602. Editorial Note

Toward the end of October, concern was expressed within the U.S. Government that the U.S. position with regard to the defense of the base at Guantanamo was not sufficiently clear.

In a memorandum of October 25 to Under Secretary Merchant, Gerard C. Smith called attention to the record of discussion at the September 30 meeting between the Joint Chiefs of Staff and Department of State officials ( Document 585). Smith particularly noted Merchant’s expressed opinion about the implications of a Cuban attack on Guantanamo, namely that such an attack would mean war. Because Smith considered such an attack a real possibility, he asked Merchant whether it would be advisable “to get Presidential focus on this point.” In a reply of November 1, Merchant told Smith that he had thought the matter over and had mentioned it to Secretary of State Herter. Merchant had concluded that “we should let my remarks with the JCS stand and not raise this subject in the White House at least for the present.” Both memoranda are in Department of State, S/P Files: Lot 67 D 548, Cuba 1959–1961.

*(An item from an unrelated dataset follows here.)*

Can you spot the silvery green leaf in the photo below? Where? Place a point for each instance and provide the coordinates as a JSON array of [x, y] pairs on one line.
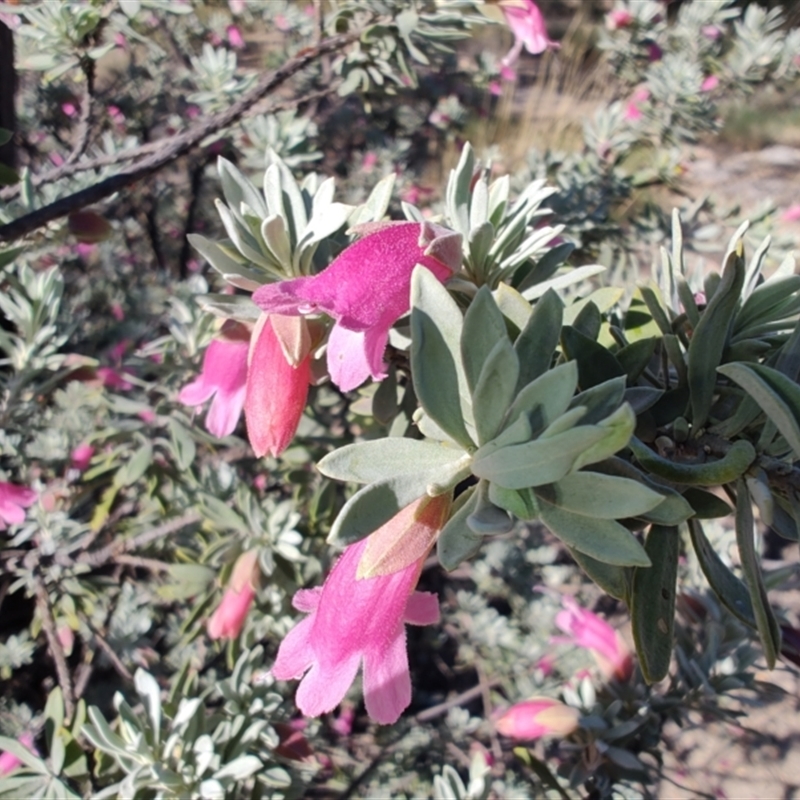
[[439, 379], [546, 398], [222, 262], [729, 589], [538, 462], [495, 389], [777, 395], [240, 768], [374, 505], [602, 539], [603, 496], [377, 204], [574, 275], [242, 239], [653, 602], [457, 542], [273, 232], [230, 306], [710, 337], [768, 630], [484, 327], [457, 194], [539, 338], [378, 459], [618, 429], [237, 189], [595, 363]]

Also on October 25, Acting Assistant Secretary of Defense Haydn Williams sent a memorandum to Secretary of Defense Gates calling attention to Gates’ correspondence with Herter regarding the defense of Guantanamo ( Documents 586 and 591). Attached to the memorandum was a draft letter from Gates to the President requesting Presidential confirmation of Gates’ instructions to the Joint Chiefs that “we will take immediate action to hold the Naval Base at Guantanamo against all forms of harassment including armed attack.” In the margin [Page 1109]of Williams’ covering memo was written the following comment, dated November 4: “Sec. Def. does not think further correspondence on this matter is necessary.” Williams’ memorandum and the draft letter are in Washington National Records Center, RG 330, OSD/ISA Files: FRC 64 A 2170, 680.1 Cuba)

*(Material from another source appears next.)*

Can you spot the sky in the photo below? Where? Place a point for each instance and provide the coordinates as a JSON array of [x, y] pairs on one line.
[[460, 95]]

On October 28, the President sent a letter to Herter inquiring whether the U.S. public position on Guantanamo had been made clear. No copy of this letter has been found, but it was referred to in the following telephone conversation between Herter and Gates at 10:32 a.m. on October 28:

“Telephoned Secy Gates to say he had gotten a note from the President asking whether our position has been made pretty clear publicly on Guantanamo. Gates said he did not think it had been stated publicly other than his remarks last week in Miami and a statement which Admiral Burke had made in US News and World Report but this did not receive too much notice. Mr. Gates said he made his statement categoric in a TV press interview in Miami but it had not received too wide press coverage outside of Florida. Gates said he had also said in New York in answer to a question in a closed meeting with some 100 bankers that we will defend Guantanamo and if it involves an extension of the problem we have plans to handle that also, and Mr. Gates said this had brought forth rousing applause. After further discussion, and agreement that our position on Guantanamo has not been made very clear publicly and that there is an absolutely extraordinary interest in Cuba on the part of the American people now, it was agreed it would do no harm to have the President make our position publicly clear. In the course of a general discussion in which the Secretary reported briefly on the legal study being made with regard to our Treaty dealing with Guantanamo in which in return for base rights in Cuba we turned over to them the Isle of Pines; Mr. Gates’ illustration of the intense interest in this subject as evidenced by some of the questions he had been asked such as whether articles 15 and 16 in the OAS treaty contradict the Monroe Doctrine, [sic] In the course of the conversation Mr. Gates referred to the fact that his people wanted him to write either the Secretary or the President a letter because the Secretary’s reply to Gates letter had sort of hedged a little with reference to Gates statement in his letter about instructing the JCS. The Secretary said he thought his reply to Gates indicated agreement subject only to approval by the President. Mr. Gates said he quite agreed and had no intention of writing the letter his people wanted him to write.”

At 10:55 that morning, Herter telephoned Goodpaster to say that it would be worthwhile for the President to issue a public clarification of U.S. policy on Guantanamo because “it was good to put the Cubans on notice.” Herter said he would send Goodpaster a suggested statement for the President’s consideration. At 2:50 p.m. on October 28, Goodpaster called Herter to report the President’s agreement that he should say something on Guantanamo. Although he could not fit it into a speech he was planning to give that evening, the President [Page 1110]thought he could say something very soon. Memoranda of all three conversations are in Eisenhower Library, Herter Papers, Telephone Conversations. Gates’ remarks in Miami and in New York have not been further identified. Burke’s statement that if the Cubans tried to take Guantanamo by force “we would fight back” was in U.S. News and World Report, October 3, 1960.

In a memorandum of October 29 to the President, Herter reviewed some of the recent public remarks by U.S. officials regarding Guantanamo and enclosed suggested remarks for the President to make on Guantanamo at a time he deemed appropriate. (Department of State, Rubottom–Mann Files: Lot 62 D 418, Cuba (Oct–Dec) 1960)

These remarks were amended slightly and released to the public by the White House on November 1. The text of the Presidential statement is in Department of State Bulletin, November 21, 1960, page 780.